During the Universal Periodic Review, Pakistan committed to introduce checks to regulate investigations into allegations of blasphemy and apostasy
Enforced disappearances and illegal detentions
In April, Law Minister Farooq Naek announced that the government was collecting details of disappeared persons, and would release information about them. We are concerned at reports that thousands of people have been detained without access to a judicial process. Through our EU partners, we are encouraging the Pakistani authorities to release the names of those who have been detained secretly and to sign, ratify and implement the International Convention for the Protection of all Persons from Enforced Disappearances.
Freedom of the media
In response to restrictions placed during the state of emergency, the Commonwealth Ministerial Action Group required the removal of restrictions on the media as a condition for lifting Pakistan's suspension from the Commonwealth. We also called on the previous government of Pakistan to ensure that all media outlets were free to cover all aspects of the February election process so that voters could make an informed choice. Media freedom in Pakistan is now at a level similar to that before the state of emergency was imposed in November 2007. All private media broadcasters are back on air. On 11 April, Sherry Rehman, the Federal Minister for Information and Broadcasting, introduced a bill in parliament to repeal all the media restrictions imposed by President Musharraf during the state of emergency. A draft Freedom of Information Act is pending cabinet approval.
We are encouraging human rights reform through our regular dialogue with the government of Pakistan, both bilaterally and through the EU. It is a vital part of our commitment to support the government of Pakistan in building a prosperous and stable society based on parliamentary democracy and the rule of law. We are promoting a framework based on good governance, strong democratic institutions and development and security. This is essential to address the institutional weaknesses that contribute to human rights problems in Pakistan.
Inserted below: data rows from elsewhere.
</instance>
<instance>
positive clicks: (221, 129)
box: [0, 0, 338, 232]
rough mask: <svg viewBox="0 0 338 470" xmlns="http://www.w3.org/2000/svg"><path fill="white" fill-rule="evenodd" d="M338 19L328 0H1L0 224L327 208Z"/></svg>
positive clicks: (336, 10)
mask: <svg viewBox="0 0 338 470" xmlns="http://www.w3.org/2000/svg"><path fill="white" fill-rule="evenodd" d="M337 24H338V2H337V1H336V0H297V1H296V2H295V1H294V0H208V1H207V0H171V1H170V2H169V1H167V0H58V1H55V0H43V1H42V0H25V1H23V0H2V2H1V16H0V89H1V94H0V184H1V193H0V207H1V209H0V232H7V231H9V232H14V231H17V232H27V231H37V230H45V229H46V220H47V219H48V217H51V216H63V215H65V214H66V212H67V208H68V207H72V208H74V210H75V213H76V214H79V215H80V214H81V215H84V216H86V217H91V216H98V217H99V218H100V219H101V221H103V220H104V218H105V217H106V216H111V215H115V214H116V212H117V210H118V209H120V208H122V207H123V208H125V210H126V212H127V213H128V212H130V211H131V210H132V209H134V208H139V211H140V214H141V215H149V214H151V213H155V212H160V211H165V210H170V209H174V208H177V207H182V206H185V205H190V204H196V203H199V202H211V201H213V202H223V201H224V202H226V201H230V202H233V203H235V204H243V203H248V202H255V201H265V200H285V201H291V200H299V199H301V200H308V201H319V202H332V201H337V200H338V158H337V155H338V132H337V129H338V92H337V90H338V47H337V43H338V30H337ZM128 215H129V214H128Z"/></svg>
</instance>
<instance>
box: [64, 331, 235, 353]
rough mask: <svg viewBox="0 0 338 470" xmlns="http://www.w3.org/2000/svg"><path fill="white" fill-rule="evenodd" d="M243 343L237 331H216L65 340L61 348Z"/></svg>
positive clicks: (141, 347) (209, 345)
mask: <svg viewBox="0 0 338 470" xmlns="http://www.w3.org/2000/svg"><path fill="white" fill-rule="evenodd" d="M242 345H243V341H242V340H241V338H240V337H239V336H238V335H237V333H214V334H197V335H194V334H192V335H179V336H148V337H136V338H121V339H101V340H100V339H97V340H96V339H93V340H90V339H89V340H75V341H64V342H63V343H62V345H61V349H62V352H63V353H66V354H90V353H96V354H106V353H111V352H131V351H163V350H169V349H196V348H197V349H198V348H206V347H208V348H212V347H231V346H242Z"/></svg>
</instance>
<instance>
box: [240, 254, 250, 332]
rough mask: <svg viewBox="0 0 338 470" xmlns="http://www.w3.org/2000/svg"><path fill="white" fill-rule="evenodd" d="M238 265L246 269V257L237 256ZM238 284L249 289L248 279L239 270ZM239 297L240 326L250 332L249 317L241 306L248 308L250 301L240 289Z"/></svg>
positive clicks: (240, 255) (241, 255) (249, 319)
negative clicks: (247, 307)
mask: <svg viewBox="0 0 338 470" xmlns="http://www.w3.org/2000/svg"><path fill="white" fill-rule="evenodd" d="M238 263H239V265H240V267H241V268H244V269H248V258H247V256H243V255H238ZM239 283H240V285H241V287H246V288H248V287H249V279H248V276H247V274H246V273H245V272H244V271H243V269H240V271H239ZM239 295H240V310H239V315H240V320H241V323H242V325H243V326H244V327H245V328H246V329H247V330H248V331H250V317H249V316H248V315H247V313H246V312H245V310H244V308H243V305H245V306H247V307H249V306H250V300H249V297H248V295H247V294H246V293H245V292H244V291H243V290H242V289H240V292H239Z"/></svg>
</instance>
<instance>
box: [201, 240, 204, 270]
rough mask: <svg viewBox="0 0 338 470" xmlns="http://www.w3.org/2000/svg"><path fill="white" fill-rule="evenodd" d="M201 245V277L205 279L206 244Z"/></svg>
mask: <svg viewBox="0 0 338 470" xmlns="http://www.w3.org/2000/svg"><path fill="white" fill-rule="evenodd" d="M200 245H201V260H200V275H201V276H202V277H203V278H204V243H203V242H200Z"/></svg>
Our High Commission in Islamabad is funding and implementing 26 human rights-related projects in addition to funding support through donor organisations. Through the Public Diplomacy Fund, we are supporting projects on women's rights, training and creation of a lawyers' network of human rights advocates and on improving investigative journalism in Pakistan to encourage impartial reporting on political, electoral and human rights issues. Using the Strategic Programme Fund and Conflict Prevention Pool, projects are under way to raise awareness and teaching of human rights issues in schools throughout Pakistan:
- projects that support for Pakistan's Youth Parliament to promote democratic citizenship in conjunction with other programmes to encourage young people to develop understanding and commitment to democracy;
- programmes to promote governance, rule of law and human rights among vulnerable youths to encourage articulation of moderate views and counter extremism;
- projects that support capacity-building for civil society groups; and
- projects to facilitate trust between the Pakistani military and local communities by cultivating human rights awareness within the military.
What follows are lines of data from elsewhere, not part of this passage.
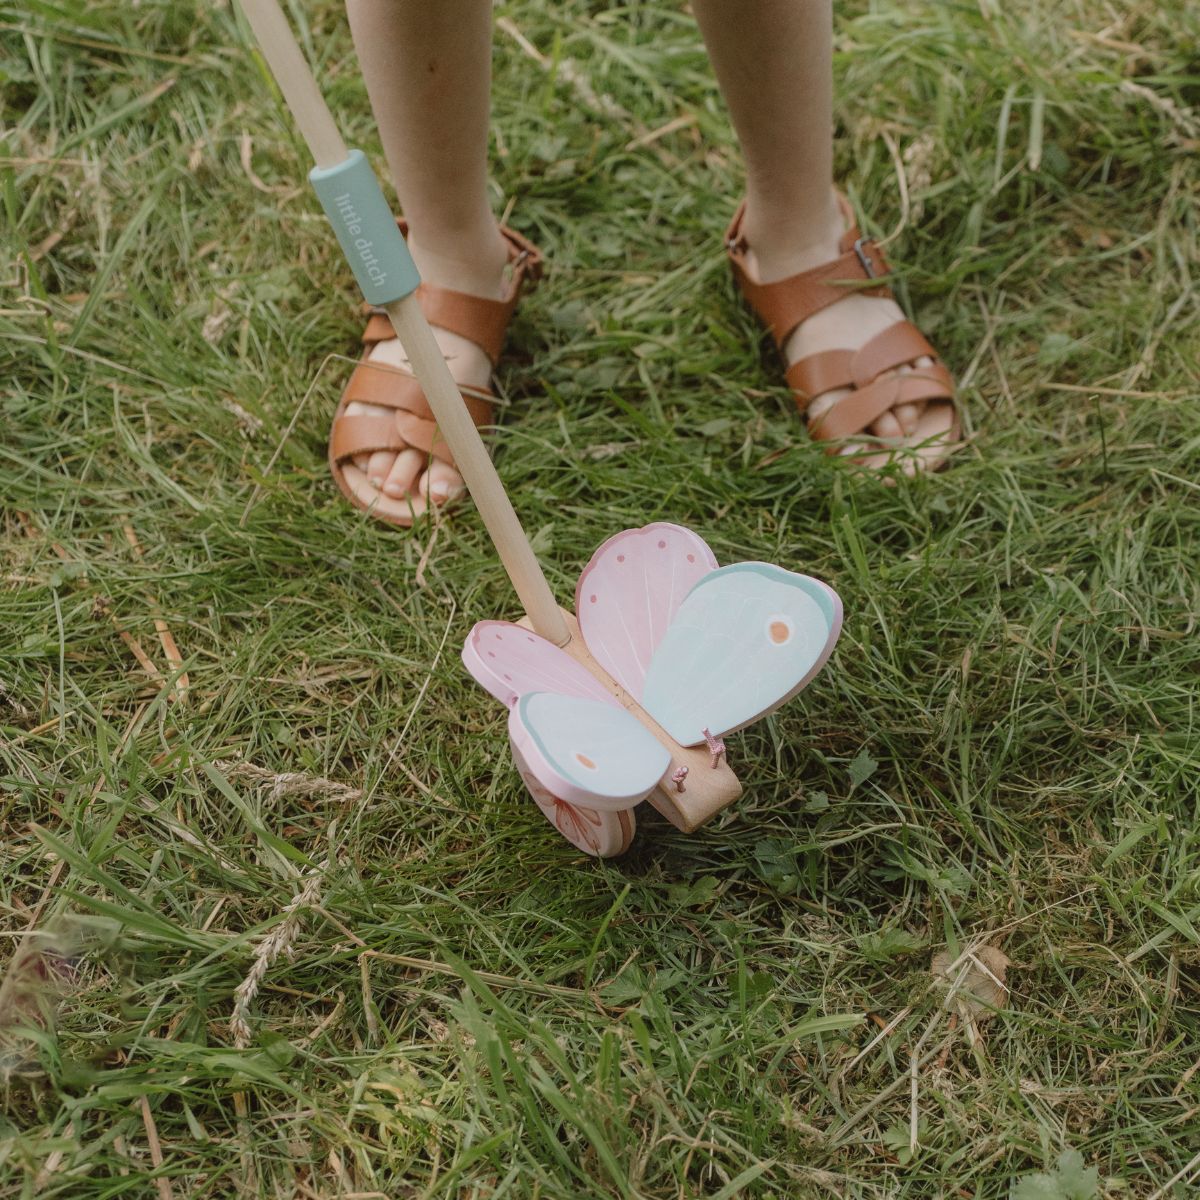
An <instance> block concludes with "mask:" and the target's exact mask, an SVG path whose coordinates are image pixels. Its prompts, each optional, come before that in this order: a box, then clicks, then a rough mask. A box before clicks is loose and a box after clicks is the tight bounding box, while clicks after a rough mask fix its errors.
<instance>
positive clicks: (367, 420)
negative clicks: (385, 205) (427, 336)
mask: <svg viewBox="0 0 1200 1200" xmlns="http://www.w3.org/2000/svg"><path fill="white" fill-rule="evenodd" d="M494 233H496V240H494V242H493V241H492V240H491V239H490V238H488V239H486V240H482V239H480V240H479V245H476V246H475V247H474V250H475V252H474V253H470V251H469V247H468V252H467V253H466V254H464V257H458V256H456V257H455V258H445V257H440V256H437V254H431V253H428V252H427V251H422V248H421V247H420V245H419V244H415V242H414V241H413V240H412V239H410V240H409V247H410V248H412V251H413V257H414V259H415V260H416V263H418V266H419V269H420V271H421V277H422V283H421V288H420V290H419V292H418V298H419V300H420V302H421V308H422V310H424V312H425V316H426V318H427V319H428V322H430V324H431V325H432V326H433V335H434V338H436V340H437V343H438V346H439V347H440V348H442V352H443V353H444V354H445V358H446V362H448V364H449V366H450V373H451V376H454V379H455V382H456V383H457V384H458V385H460V386H461V388H462V391H463V398H464V400H466V402H467V406H468V408H469V409H470V412H472V416H473V418H474V420H475V424H476V425H485V424H488V422H490V421H491V404H490V402H488V401H490V397H491V391H490V390H488V386H487V385H488V380H490V378H491V373H492V367H493V364H494V361H496V359H497V358H498V356H499V350H500V343H502V342H503V338H504V331H505V329H506V328H508V323H509V319H510V317H511V314H512V310H514V308H515V307H516V301H517V298H518V295H520V292H521V288H522V284H523V283H524V281H526V278H534V277H536V274H538V270H539V268H540V256H538V253H536V251H535V250H534V248H533V247H532V246H530V245H529V244H528V242H526V241H524V239H522V238H520V236H518V235H516V234H514V233H512V232H511V230H508V229H504V230H502V229H499V228H497V229H496V230H494ZM364 343H365V344H366V347H367V353H366V355H365V358H364V360H362V362H361V364H360V365H359V366H358V367H356V368H355V372H354V376H353V377H352V379H350V383H349V385H348V386H347V389H346V394H344V395H343V397H342V403H341V406H340V408H338V413H337V415H336V418H335V421H334V432H332V434H331V437H330V464H331V468H332V472H334V478H335V479H336V481H337V482H338V486H340V487H341V488H342V491H343V493H344V494H346V496H347V497H348V498H349V499H350V502H352V503H353V504H355V505H356V506H358V508H364V509H368V510H371V512H372V514H373V515H374V516H378V517H380V518H382V520H384V521H388V522H390V523H392V524H401V526H408V524H412V522H413V520H415V518H416V517H419V516H421V514H422V512H425V511H426V510H427V509H428V508H434V506H438V505H442V504H446V503H448V502H450V500H454V499H457V498H458V497H460V496H462V494H463V492H464V491H466V486H464V484H463V479H462V475H461V474H460V473H458V469H457V467H456V466H455V463H454V460H452V457H451V456H450V454H449V450H448V448H446V446H445V444H444V443H442V442H440V440H439V439H438V438H437V428H436V422H434V421H433V415H432V413H431V412H430V409H428V404H427V402H426V401H425V396H424V394H422V392H421V390H420V386H419V384H416V382H415V380H414V379H413V377H412V373H410V371H409V365H408V359H407V355H406V354H404V350H403V347H402V346H401V344H400V340H398V338H396V337H395V336H394V335H392V331H391V326H390V324H389V323H388V318H386V317H385V316H382V314H372V317H371V320H370V323H368V325H367V330H366V334H365V335H364ZM376 367H382V368H384V370H373V368H376Z"/></svg>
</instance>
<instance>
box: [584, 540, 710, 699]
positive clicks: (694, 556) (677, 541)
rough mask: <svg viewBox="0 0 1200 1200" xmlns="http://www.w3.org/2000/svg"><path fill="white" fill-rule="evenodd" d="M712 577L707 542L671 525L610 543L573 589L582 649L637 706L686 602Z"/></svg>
mask: <svg viewBox="0 0 1200 1200" xmlns="http://www.w3.org/2000/svg"><path fill="white" fill-rule="evenodd" d="M714 570H716V559H715V558H714V557H713V552H712V551H710V550H709V548H708V545H707V544H706V542H704V541H703V539H701V538H698V536H697V535H696V534H694V533H692V532H691V530H690V529H684V528H682V527H680V526H676V524H668V523H667V522H656V523H655V524H648V526H643V527H642V528H641V529H626V530H625V532H624V533H619V534H617V535H616V536H613V538H610V539H608V540H607V541H606V542H605V544H604V545H602V546H601V547H600V548H599V550H598V551H596V552H595V553H594V554H593V556H592V560H590V562H589V563H588V565H587V566H586V568H584V569H583V574H582V575H581V576H580V582H578V587H577V588H576V589H575V613H576V617H577V618H578V622H580V629H581V630H582V632H583V641H584V642H587V646H588V649H589V650H590V652H592V656H593V658H594V659H595V660H596V661H598V662H599V664H600V665H601V666H602V667H604V668H605V671H607V672H608V674H611V676H612V677H613V679H616V680H617V682H618V683H619V684H620V685H622V686H623V688H624V689H625V690H626V691H628V692H629V694H630V695H631V696H634V698H635V700H641V697H642V685H643V684H644V682H646V672H647V670H648V668H649V664H650V658H652V656H653V654H654V650H655V649H656V648H658V646H659V643H660V642H661V641H662V637H664V636H665V635H666V631H667V626H668V625H670V624H671V620H672V618H673V617H674V614H676V613H677V612H678V610H679V606H680V605H682V604H683V600H684V596H686V595H688V593H689V592H690V590H691V589H692V588H694V587H695V586H696V584H697V583H698V582H700V581H701V580H702V578H703V577H704V576H706V575H708V574H709V572H710V571H714Z"/></svg>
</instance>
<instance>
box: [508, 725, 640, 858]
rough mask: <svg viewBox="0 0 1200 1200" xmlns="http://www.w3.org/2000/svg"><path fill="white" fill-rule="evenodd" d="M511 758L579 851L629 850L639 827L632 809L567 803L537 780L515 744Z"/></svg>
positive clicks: (585, 853)
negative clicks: (632, 841)
mask: <svg viewBox="0 0 1200 1200" xmlns="http://www.w3.org/2000/svg"><path fill="white" fill-rule="evenodd" d="M512 757H514V760H515V761H516V764H517V770H518V772H520V773H521V778H522V780H524V785H526V787H527V788H529V794H530V796H532V797H533V799H534V803H535V804H536V805H538V808H539V809H541V811H542V815H544V816H545V817H546V820H547V821H548V822H550V823H551V824H552V826H553V827H554V828H556V829H557V830H558V832H559V833H560V834H562V835H563V836H564V838H565V839H566V840H568V841H569V842H570V844H571V845H572V846H574V847H575V848H576V850H582V851H583V853H584V854H592V856H594V857H595V858H614V857H616V856H617V854H624V853H625V851H626V850H629V847H630V845H631V844H632V841H634V833H635V832H636V829H637V821H636V820H635V817H634V812H632V809H626V810H623V811H620V812H600V811H598V810H596V809H586V808H583V806H582V805H578V804H568V803H566V800H560V799H559V798H558V797H557V796H554V794H553V793H552V792H550V791H547V790H546V788H545V787H542V786H541V784H539V782H538V780H536V778H535V776H534V774H533V772H530V770H529V768H528V767H527V766H526V761H524V758H522V757H521V752H520V751H518V750H517V748H516V746H514V748H512Z"/></svg>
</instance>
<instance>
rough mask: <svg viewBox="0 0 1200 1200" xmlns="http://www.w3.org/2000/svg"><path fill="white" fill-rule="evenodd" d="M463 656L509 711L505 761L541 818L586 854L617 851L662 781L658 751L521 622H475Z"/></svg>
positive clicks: (670, 757) (591, 674)
mask: <svg viewBox="0 0 1200 1200" xmlns="http://www.w3.org/2000/svg"><path fill="white" fill-rule="evenodd" d="M462 661H463V665H464V666H466V667H467V670H468V671H469V672H470V673H472V676H474V678H475V679H476V680H478V682H479V683H480V684H481V685H482V686H484V688H485V689H486V690H487V691H490V692H491V694H492V695H493V696H494V697H496V698H497V700H498V701H500V703H502V704H504V706H505V707H506V708H508V709H509V739H510V743H511V748H512V757H514V760H515V762H516V764H517V769H518V772H520V773H521V778H522V779H523V780H524V782H526V786H527V787H528V788H529V792H530V794H532V796H533V798H534V800H535V802H536V803H538V806H539V808H540V809H541V811H542V812H544V814H545V816H546V817H547V820H550V821H551V822H552V823H553V824H554V827H556V828H557V829H558V830H559V833H562V834H563V836H564V838H566V840H568V841H570V842H571V844H572V845H575V846H577V847H578V848H580V850H582V851H584V852H586V853H588V854H595V856H599V857H601V858H607V857H610V856H612V854H619V853H622V852H623V851H624V850H626V848H628V847H629V844H630V841H631V839H632V836H634V829H635V821H634V814H632V812H631V811H629V810H631V809H632V808H634V806H635V805H636V804H638V803H641V800H642V799H644V798H646V796H647V793H649V792H650V791H653V790H654V786H655V784H658V781H659V780H660V779H661V778H662V775H664V773H665V772H666V769H667V767H668V766H670V760H671V756H670V755H668V754H667V751H666V750H664V749H662V746H660V745H659V743H658V742H655V739H654V738H653V737H650V734H649V733H647V732H646V730H643V728H642V726H641V725H638V722H637V721H636V720H635V719H634V718H632V716H630V714H629V713H626V712H625V710H624V708H622V706H620V704H618V703H617V700H616V697H613V696H612V694H611V692H610V691H608V689H607V688H605V686H604V684H601V683H600V682H599V680H598V679H596V678H595V677H594V676H593V674H592V673H590V672H589V671H588V670H587V668H586V667H583V666H581V665H580V664H578V662H576V661H575V659H572V658H571V656H570V655H569V654H568V653H566V652H565V650H563V649H560V648H559V647H557V646H554V644H553V643H552V642H547V641H546V638H544V637H539V636H538V635H536V634H532V632H529V630H527V629H522V628H521V626H520V625H514V624H511V623H509V622H504V620H484V622H480V623H479V624H478V625H475V626H474V628H473V629H472V631H470V634H468V635H467V641H466V643H464V646H463V648H462Z"/></svg>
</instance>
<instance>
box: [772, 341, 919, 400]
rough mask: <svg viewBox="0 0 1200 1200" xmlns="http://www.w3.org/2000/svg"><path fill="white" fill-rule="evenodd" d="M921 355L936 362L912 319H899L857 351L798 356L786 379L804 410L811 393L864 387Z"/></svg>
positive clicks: (796, 399)
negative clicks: (887, 372)
mask: <svg viewBox="0 0 1200 1200" xmlns="http://www.w3.org/2000/svg"><path fill="white" fill-rule="evenodd" d="M922 358H930V359H934V360H935V361H936V359H937V350H935V349H934V347H932V346H930V344H929V341H928V340H926V338H925V335H924V334H922V331H920V330H919V329H917V326H916V325H913V324H912V322H908V320H898V322H896V323H895V324H894V325H889V326H888V328H887V329H884V330H883V332H881V334H876V335H875V337H872V338H871V340H870V341H868V342H866V343H864V344H863V346H862V347H859V349H857V350H821V352H818V353H817V354H810V355H808V356H806V358H803V359H797V360H796V361H794V362H793V364H792V365H791V366H790V367H788V368H787V374H786V379H787V383H788V386H790V388H791V389H792V390H793V391H794V392H796V400H797V403H798V404H800V407H802V409H803V408H806V407H808V404H809V402H810V401H811V400H812V397H814V396H820V395H822V394H824V392H827V391H833V390H834V389H835V388H865V386H866V384H869V383H870V382H871V380H872V379H876V378H878V376H881V374H883V373H884V372H886V371H890V370H893V368H894V367H899V366H905V365H907V364H913V362H916V361H917V359H922Z"/></svg>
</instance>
The work of DfID in Pakistan is framed by the 2006 UK-Pakistan Development Partnership Arrangement, a 10-year joint vision based on a shared resolve to reduce poverty, address corruption, improve coordination between donors and respect international human rights obligations. DfID also approved that £3.5 million should be spent to support the electoral process in Pakistan, including strengthening the administrative capacity of the Election Commission of Pakistan (ECP) and supporting civil society to increase turnout and educate voters.
The UK is committed to supporting a sustained democratic transition in Pakistan. In 2009, we will build on the progress we have made by working with our EU partners to enhance commitment to Pakistan in a new EU strategy. As well as human rights, the EU is committed to assistance and co operation on economic development, trade, counter terrorism, non-proliferation, migration, education and regional co-operation. We will take forward the recommendations made by the EU EOM by identifying ways to support the strengthening of democratic institutions and create a better framework in which to safeguard human rights. Through political and project engagement we will continue to encourage Pakistan's government to promote and protect human rights and fulfil the obligations it has undertaken by signing and ratifying international human rights treaties.